A small zero-dependency Node program (claude-dashboard.js + the lib/ modules):

  1. Locates ~/.claude.json + ~/.claude/ (or CLAUDE_CONFIG_DIR).
  2. Reads settings.json, plugins/installed_plugins.json, on-disk skills, subagents / commands / output styles, rules/ + refs/, per-project memory/, hooks, and the per-project telemetry Claude Code caches. Usage stats (tokens, sessions, daily activity) are computed from the session transcripts themselves with an incremental per-file cache (~/.claude/.ccdash-usage-cache.json), falling back to Claude Code's stats-cache.json only when no transcripts exist.
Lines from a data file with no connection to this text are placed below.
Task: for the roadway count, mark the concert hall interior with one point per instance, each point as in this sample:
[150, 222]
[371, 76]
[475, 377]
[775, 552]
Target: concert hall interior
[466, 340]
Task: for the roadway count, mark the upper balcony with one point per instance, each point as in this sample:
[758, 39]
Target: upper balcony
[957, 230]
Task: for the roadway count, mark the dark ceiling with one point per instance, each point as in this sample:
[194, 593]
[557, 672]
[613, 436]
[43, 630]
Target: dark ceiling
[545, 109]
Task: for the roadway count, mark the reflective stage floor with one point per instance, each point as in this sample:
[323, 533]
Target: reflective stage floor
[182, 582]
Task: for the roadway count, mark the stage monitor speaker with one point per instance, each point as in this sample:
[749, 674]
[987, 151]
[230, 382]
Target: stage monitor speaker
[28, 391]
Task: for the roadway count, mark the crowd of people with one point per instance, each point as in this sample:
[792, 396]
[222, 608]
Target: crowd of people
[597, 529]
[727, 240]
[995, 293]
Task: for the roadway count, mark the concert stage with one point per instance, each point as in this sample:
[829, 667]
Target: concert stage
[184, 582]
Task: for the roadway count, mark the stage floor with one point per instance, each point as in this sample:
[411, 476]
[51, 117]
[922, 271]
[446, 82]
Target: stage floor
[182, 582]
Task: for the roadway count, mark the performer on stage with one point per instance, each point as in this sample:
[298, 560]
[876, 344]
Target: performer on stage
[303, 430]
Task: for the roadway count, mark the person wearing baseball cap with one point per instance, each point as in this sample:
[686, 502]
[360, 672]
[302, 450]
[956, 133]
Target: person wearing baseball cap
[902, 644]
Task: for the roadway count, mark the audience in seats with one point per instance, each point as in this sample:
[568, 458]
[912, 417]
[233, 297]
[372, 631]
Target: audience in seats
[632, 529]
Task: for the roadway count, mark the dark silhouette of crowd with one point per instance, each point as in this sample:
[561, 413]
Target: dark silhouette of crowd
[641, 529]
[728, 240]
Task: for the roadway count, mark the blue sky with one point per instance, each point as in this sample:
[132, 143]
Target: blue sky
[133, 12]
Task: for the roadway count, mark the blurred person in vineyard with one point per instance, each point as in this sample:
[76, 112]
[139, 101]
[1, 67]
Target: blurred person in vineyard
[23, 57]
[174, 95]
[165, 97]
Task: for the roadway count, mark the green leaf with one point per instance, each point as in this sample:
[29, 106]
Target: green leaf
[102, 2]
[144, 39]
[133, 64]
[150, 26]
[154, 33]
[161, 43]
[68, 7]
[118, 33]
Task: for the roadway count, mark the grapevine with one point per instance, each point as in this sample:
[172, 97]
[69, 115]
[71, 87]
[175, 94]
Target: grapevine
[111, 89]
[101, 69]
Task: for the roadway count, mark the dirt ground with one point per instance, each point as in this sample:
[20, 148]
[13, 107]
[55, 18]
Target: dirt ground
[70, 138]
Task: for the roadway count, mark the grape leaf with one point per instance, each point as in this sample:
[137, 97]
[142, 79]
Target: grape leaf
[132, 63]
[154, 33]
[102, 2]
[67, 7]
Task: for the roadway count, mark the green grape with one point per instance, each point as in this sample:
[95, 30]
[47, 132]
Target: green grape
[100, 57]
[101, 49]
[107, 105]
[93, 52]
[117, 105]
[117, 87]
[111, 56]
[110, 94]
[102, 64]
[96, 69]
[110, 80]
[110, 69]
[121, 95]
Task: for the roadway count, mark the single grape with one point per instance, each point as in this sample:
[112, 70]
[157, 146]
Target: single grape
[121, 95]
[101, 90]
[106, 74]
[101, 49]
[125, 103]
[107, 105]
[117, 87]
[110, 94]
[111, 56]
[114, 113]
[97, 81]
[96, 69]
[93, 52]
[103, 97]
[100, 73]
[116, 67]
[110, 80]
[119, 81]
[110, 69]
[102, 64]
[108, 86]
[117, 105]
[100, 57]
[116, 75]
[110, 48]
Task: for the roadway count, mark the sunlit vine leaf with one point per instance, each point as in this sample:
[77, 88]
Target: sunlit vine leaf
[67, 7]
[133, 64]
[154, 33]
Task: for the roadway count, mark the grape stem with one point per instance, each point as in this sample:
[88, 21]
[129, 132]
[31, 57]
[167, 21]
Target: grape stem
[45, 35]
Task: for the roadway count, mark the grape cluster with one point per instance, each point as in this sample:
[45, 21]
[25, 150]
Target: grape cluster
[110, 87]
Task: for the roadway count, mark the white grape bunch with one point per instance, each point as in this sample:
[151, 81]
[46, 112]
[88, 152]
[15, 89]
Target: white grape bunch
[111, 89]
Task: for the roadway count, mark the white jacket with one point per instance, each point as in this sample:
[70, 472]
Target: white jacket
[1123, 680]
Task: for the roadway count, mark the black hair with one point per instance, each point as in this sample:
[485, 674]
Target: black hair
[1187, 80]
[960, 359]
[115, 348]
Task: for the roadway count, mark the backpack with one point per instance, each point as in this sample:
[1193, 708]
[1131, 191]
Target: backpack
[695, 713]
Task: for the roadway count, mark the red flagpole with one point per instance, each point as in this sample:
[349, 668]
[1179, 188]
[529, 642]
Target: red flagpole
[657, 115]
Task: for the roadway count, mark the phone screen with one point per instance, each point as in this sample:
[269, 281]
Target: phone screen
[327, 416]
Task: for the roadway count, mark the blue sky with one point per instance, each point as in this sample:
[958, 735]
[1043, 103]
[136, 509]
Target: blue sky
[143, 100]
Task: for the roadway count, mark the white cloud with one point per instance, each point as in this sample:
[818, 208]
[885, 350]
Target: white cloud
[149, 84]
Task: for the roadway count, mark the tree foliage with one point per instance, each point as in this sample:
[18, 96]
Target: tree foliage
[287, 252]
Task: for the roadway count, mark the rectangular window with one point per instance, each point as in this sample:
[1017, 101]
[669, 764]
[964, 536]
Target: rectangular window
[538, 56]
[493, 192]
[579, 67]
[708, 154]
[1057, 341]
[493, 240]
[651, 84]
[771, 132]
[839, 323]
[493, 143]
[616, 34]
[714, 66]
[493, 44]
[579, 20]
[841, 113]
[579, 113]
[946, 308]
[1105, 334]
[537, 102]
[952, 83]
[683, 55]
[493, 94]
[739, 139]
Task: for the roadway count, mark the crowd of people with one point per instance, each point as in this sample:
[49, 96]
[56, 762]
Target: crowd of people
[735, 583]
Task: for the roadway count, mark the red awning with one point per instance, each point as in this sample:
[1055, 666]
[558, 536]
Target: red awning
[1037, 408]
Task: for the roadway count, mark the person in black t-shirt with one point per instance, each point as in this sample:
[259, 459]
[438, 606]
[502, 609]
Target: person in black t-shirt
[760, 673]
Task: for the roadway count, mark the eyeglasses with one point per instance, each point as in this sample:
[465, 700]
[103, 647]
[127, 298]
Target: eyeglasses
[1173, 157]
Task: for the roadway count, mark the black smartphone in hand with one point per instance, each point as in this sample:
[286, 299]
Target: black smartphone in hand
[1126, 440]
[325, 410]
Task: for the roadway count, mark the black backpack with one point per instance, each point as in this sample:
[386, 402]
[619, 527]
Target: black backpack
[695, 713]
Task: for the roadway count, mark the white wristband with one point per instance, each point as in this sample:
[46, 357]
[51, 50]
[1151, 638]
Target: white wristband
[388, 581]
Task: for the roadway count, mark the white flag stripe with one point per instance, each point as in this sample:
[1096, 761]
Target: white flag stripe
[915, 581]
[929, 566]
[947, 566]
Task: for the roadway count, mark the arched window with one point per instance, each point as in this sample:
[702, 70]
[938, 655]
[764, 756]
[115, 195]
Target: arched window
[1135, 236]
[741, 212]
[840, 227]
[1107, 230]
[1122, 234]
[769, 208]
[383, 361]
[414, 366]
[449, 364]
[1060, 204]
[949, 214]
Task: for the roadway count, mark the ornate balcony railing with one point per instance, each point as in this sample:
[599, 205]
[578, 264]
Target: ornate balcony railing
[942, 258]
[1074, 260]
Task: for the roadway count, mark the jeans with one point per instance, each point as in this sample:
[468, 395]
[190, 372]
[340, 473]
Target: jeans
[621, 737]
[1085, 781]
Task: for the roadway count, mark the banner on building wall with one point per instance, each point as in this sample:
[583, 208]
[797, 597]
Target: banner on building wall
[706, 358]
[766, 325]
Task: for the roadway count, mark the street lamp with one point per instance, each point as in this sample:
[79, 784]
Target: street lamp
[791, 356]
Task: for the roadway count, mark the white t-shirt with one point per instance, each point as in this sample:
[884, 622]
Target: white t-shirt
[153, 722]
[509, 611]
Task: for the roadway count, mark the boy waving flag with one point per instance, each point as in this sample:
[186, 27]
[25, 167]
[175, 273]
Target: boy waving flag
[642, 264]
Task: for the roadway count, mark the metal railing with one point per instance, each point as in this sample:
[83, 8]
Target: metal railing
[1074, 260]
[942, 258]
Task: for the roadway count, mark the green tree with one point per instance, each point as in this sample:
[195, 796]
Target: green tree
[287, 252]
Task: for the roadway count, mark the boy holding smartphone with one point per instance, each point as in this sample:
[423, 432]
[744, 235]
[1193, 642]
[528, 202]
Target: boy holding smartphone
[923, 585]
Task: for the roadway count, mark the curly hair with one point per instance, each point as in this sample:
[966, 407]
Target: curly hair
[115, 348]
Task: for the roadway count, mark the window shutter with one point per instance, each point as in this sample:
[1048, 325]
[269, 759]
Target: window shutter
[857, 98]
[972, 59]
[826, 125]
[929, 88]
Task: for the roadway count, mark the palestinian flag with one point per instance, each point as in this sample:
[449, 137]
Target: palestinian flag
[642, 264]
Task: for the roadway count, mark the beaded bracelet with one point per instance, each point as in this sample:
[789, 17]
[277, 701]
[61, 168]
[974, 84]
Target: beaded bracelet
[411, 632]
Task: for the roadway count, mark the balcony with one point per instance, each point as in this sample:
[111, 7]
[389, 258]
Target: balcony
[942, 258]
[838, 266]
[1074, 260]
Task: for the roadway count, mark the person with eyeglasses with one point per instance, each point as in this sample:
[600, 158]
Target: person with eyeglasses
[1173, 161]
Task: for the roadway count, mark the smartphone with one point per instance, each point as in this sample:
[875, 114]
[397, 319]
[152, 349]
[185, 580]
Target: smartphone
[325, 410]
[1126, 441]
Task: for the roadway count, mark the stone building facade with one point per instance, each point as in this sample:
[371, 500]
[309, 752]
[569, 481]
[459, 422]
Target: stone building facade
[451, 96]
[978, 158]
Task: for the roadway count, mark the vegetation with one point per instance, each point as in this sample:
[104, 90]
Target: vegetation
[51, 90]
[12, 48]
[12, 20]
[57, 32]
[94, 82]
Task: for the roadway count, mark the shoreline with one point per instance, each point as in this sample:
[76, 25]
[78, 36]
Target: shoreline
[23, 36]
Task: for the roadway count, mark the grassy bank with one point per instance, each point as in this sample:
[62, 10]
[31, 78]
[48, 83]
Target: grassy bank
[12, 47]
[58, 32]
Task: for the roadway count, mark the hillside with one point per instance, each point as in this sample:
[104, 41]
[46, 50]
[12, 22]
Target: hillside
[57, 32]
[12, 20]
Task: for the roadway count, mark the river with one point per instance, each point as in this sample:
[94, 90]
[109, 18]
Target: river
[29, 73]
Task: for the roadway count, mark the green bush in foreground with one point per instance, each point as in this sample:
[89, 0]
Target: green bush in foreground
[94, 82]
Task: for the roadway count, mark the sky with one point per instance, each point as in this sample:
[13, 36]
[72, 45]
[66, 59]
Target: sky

  3. Serves a vanilla-JS single-page app (Poppins + Phosphor load from CDN with graceful offline fallback) that fetches the scan from a tiny built-in /api/data endpoint. File previews are served read-only from an /api/file endpoint that is allow-listed to your ~/.claude config tree and the project folders Claude Code already tracks — it will not serve files from anywhere else on disk (your home dir, ~/.ssh, system files, etc.). Conversation headers come from a read-only /api/sessions endpoint that reads only the transcript directory under your ~/.claude config tree (the project path is encoded into a single non-traversable segment, so it can't be used to escape that tree).
  4. Applies edits through a single write engine (lib/configwrite.js), fed by the config endpoints (/api/marketplace, /api/plugin-enablement, /api/permission, /api/setting, /api/object-setting, /api/definition, /api/skill, /api/memory, /api/mcp, /api/hook). Settings-file writes follow one contract: strict-parse the JSON, mutate exactly one key, write atomically (temp file + rename) — unknown keys and indentation round-trip verbatim, the first edit to a file snapshots a one-time <file>.ccdash.bak you can revert to, and a file that doesn't parse is refused, never clobbered. File moves (skills / subagents / commands / output styles) never overwrite an existing destination, and a skill "delete" quarantines the folder into ~/.claude/.ccdash-trash/ (recoverable) rather than erasing it. MCP edits stay inside ~/.claude.json (a server definition is relocated verbatim between global and project scope, never re-authored from typed text) and never rewrite a project's committed .mcp.json — enabling/disabling a committed server only toggles your local approval arrays, and a deleted definition is preserved in a .ccdash-trash/ breadcrumb. Repo-scoped writes only ever target the repo's main checkout — never its ephemeral worktrees. The launch endpoints (/api/open, /api/resume, /api/agent-task) sit outside the engine: they open a path in your default app or run the fixed claude binary in a new terminal (/api/resume validates the session id against the project's transcripts first; /api/agent-task writes your prompt to a task file the agent reads — free text never lands on a command line).

No build step, no node_modules. Theme preference persists in localStorage.